Among the bellwether businesses in this category are existing beauty giants that have moved towards skincare (L’Oréal, Estée Lauder), alongside newer players like Goop, Gwyneth Paltrow’s wellness and lifestyle company, which doubles as an e-commerce platform for beauty, wellness, and anti-aging products and services. As of now, it’s valued at $250 million and is expanding internationally (this is in spite of criticisms that Goop peddles products based on pseudoscience, and recently settled a $145,000 consumer protection lawsuit over one of its most infamous items, “yoni eggs” meant for the vagina).

The second biggest sector is “Healthy Eating, Nutrition & Weight Loss,” which accounts for $702 billion of the market, per the institute. It makes sense, therefore, that weight loss companies and programs are rebranding towards wellness and “holistic” approaches to health, rather than focusing marketing purely on weight loss. A recent example of this (mostly superficial) rebranding move came from the company formerly known as Weight Watchers, which announced in September that it would henceforth be known as “WW,” alongside the new tagline “Wellness That Works™.” With the change, WW rolled out several wellness-related features, including some that are not directly related to weight loss (a partnership with meditation app Headspace, and a “healthy habit” program for users who don’t want to focus on weight loss), but the core Weight Watchers program and its metrics of success or failure remain intact.

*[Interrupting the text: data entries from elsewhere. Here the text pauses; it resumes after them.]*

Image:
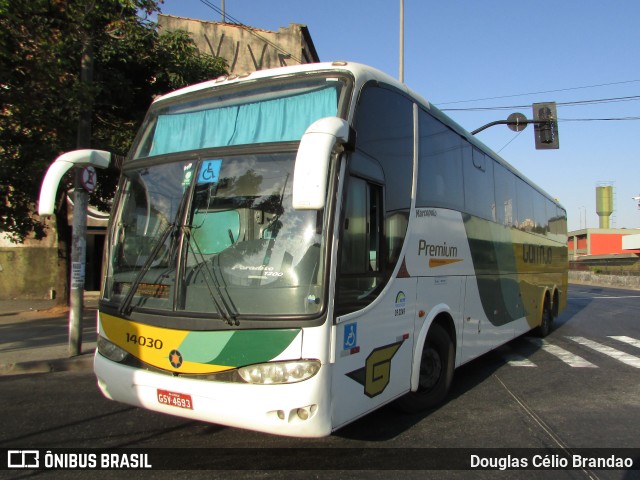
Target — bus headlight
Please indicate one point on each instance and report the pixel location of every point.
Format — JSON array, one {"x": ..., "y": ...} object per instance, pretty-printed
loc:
[
  {"x": 273, "y": 373},
  {"x": 110, "y": 350}
]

Indeed, it’s no surprise that other, more niche industries are attempting to align themselves with a growing demand for wellness. The Glossy reports that over the past few years, the wearable industry—which previously focused on performance—has pivoted towards a more holistic approach to health. New brands like Bellabeat, Oura, and Motiv have the usual sleep and pedometer functions, but also offer things like guided meditation and menstrual tracking. Likewise, sex products are rejiggering their offerings—like vaginal washes and lubes—to address sexual and personal health. New formulations by companies like Nécessaire are aligning with wellness by adhering to “clean beauty” standards by like only using natural, non-irritating, and pH-optimized ingredients. The legal weed industry is also adopting the branding and language of wellness to sell products.

In any case, the wellness industry itself does not seem to be slowing down: its expenditures are over half as large as total global health expenditures ($7.3 trillion), and it alone accounts for 5.3% of global economic output. Still, it remains to be seen whether jumping on the wellness bandwagon will serve parallel industries in the long term.